Summary judgment in child protection cases
[14] Application of the principles in Hryniak v. Mauldin, 2015 SCC 7 to child protection cases is explained in Kawartha-Haliburton Children's Aid Society v MW, 2019 ONCA 316, LM v Children's Aid Society of the Region of Peel, 2019 ONCA 841 and Children's Aid Society of the Niagara Region v. T.-D. and A., 2020 ONSC 5241 (Div. Ct).
[15] There will be no genuine issue requiring a trial when the judge is able to reach a fair and just determination on the merits on a motion for summary judgment. As applied to child protection proceedings, a fair and just determination on the merits must recognize that such proceedings engage Charter rights for a vulnerable segment of our society. Consequently, courts have stressed the need to take a cautious approach to granting summary judgment in child protection proceedings. This cautious approach promotes Hryniak's principle of reaching a fair and just determination on the merits.
Access in extended care
[16] The principles for ordering access under s.104 of the Act are set out in subsections 105 (5) and (6).
(5) A court shall not make or vary an access order under section 104 with respect to a child who is in extended society care under an order made under paragraph 3 of subsection 101 (1) or clause 116 (1) (c) unless the court is satisfied that the order or variation would be in the child’s best interests.
(6) The court shall consider, as part of its determination of whether an order or variation would be in the child’s best interests under subsection (5),
(a) whether the relationship between the person and the child is beneficial and meaningful to the child; and
(b) if the court considers it relevant, whether the ordered access will impair the child’s future opportunities for adoption.
Application
[17] The child has been in temporary care for 423 days, which exceeds the statutory maximum. He needs a new family. He will have learned to bond with his foster family. He will need to grieve the loss of that bond and develop a new bond with an adoptive family.
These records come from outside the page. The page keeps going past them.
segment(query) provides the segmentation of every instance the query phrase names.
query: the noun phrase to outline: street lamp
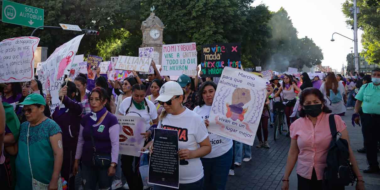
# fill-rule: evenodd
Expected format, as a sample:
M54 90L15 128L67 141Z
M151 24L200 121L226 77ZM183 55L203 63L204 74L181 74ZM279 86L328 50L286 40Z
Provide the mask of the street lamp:
M334 34L339 34L339 35L341 35L341 36L343 36L343 37L344 37L345 38L348 38L348 39L349 39L350 40L351 40L352 41L354 41L354 40L352 40L352 39L350 38L348 38L348 37L347 37L347 36L344 36L343 35L341 35L341 34L340 34L340 33L338 33L337 32L334 32L334 33L332 33L332 35L331 35L331 39L330 40L331 41L335 41L335 40L334 39Z

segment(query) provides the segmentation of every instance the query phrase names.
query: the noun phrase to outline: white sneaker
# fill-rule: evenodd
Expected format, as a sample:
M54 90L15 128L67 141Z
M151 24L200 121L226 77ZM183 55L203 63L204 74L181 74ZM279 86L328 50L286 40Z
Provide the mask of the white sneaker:
M125 184L123 185L123 188L124 189L129 189L129 187L128 186L128 184L125 182Z
M113 190L117 189L122 187L123 187L123 182L122 182L121 180L117 179L114 180L114 181L112 182L111 189Z
M251 160L251 158L243 158L243 162L249 162Z
M269 149L271 147L271 146L269 146L269 144L268 144L268 141L265 141L264 142L264 147L265 148Z

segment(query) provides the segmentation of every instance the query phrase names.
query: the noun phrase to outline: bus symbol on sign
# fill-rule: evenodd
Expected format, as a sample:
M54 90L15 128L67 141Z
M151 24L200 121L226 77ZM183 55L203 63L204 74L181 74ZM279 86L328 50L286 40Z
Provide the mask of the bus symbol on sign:
M5 17L12 20L16 17L16 10L11 5L8 5L4 8L5 10Z

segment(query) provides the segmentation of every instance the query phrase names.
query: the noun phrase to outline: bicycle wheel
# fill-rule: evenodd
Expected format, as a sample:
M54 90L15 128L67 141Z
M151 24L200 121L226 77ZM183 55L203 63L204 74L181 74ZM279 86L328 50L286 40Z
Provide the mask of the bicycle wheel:
M274 122L274 136L273 139L276 141L277 138L278 138L279 136L279 129L280 128L280 125L281 123L281 117L276 117L276 119L275 120Z

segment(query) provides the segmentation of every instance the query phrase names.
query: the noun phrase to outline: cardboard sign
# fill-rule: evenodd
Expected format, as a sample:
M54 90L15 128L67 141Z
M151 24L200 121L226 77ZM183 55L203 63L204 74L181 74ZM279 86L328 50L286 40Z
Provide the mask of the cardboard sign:
M0 42L0 82L30 81L34 79L34 52L40 38L24 36Z
M153 47L139 48L139 57L147 57L148 58L154 58L154 49ZM146 74L154 73L153 67L151 65L149 68L149 71Z
M266 82L240 69L224 68L210 112L209 131L253 145L265 101Z
M103 58L101 57L89 55L87 58L87 79L93 80L96 75L96 68L99 66Z
M241 45L238 43L218 43L202 46L201 49L202 77L219 77L226 67L240 68Z
M145 120L140 117L115 115L121 127L119 135L119 154L139 157L144 139L140 133L145 132Z
M261 73L263 75L264 75L264 77L263 77L263 78L264 79L270 80L271 78L272 78L272 71L271 70L263 71L261 71Z
M196 55L195 42L163 45L161 74L165 76L196 75Z
M178 131L154 129L153 153L149 162L148 183L179 188Z
M110 61L103 62L100 63L99 67L100 68L100 74L107 74L108 67L111 62Z
M297 68L293 67L288 68L288 74L293 74L298 73L298 69Z
M115 69L148 72L152 60L152 58L119 55L115 66Z

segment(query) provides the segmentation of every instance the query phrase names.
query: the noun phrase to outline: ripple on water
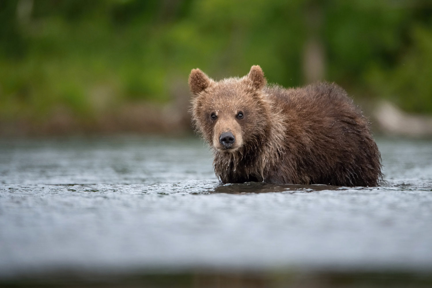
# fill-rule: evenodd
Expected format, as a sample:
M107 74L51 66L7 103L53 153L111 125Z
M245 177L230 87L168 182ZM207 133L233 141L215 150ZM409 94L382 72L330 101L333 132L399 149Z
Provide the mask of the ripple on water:
M0 274L432 269L432 145L378 142L383 186L346 187L222 185L194 138L3 140Z

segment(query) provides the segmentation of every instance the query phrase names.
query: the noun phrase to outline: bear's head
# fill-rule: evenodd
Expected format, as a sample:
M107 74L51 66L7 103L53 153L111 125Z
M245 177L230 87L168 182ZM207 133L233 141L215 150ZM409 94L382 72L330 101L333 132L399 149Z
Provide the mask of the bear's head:
M263 90L266 84L258 66L241 78L217 82L200 69L192 70L189 85L193 94L193 120L211 146L232 153L253 149L265 141L270 109Z

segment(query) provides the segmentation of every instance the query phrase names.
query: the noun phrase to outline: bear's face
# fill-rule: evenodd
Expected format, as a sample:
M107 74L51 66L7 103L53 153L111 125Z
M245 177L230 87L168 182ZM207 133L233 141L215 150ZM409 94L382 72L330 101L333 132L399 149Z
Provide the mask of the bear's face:
M233 152L261 140L266 129L268 103L262 91L266 80L259 66L242 78L216 82L199 69L189 76L194 95L193 117L210 145L219 152Z

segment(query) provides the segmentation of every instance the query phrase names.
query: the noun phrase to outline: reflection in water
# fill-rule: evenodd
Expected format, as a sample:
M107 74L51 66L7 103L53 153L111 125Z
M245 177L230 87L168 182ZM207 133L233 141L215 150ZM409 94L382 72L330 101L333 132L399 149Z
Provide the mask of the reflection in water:
M267 184L261 182L247 182L244 184L226 184L217 186L211 191L215 193L242 194L244 193L267 193L304 191L312 192L322 190L336 190L339 186L315 184L313 185L293 185Z
M59 271L430 271L431 141L377 142L385 184L353 188L222 185L208 149L192 138L3 139L0 279ZM231 277L207 273L203 283ZM266 277L257 281L275 283Z

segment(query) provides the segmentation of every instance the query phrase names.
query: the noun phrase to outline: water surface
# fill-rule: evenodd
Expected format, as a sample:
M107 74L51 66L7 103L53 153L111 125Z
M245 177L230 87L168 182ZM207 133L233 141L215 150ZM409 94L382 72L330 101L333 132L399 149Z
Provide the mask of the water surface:
M380 138L378 187L221 185L194 138L0 141L0 275L432 269L432 142Z

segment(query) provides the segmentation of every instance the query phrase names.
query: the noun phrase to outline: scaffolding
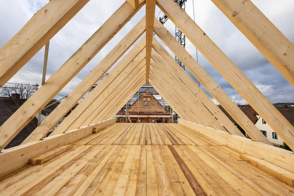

[18] The child cannot not have developed a significant bond with either parent. Given the father’s situation there is little prospect for continued access beyond supervised visits. The father’s conduct in the last month has underscored the concern that he will not maintain access consistently. The father-child relationship is, it is sad to say, neither meaningful nor beneficial to the child in the circumstances. The same is true of the mother-child relationship.
[19] I accept the adoption worker’s evidence that in the circumstances an order for access would reduce the pool of potential adoptive parents and impair the child’s future opportunities for adoption. Her conclusion makes sense, and it is not contradicted.
[20] On the evidence before me there is no genuine issue that requires a trial. I find it plain and obvious that an order for access would not be in the child’s best interests. Accordingly I grant summary judgment to the Society and order that the child be placed into its extended care without any order for access.
[21] The application is struck from the trial list. Mr Roy’s motion to be removed from the record is dismissed as moot.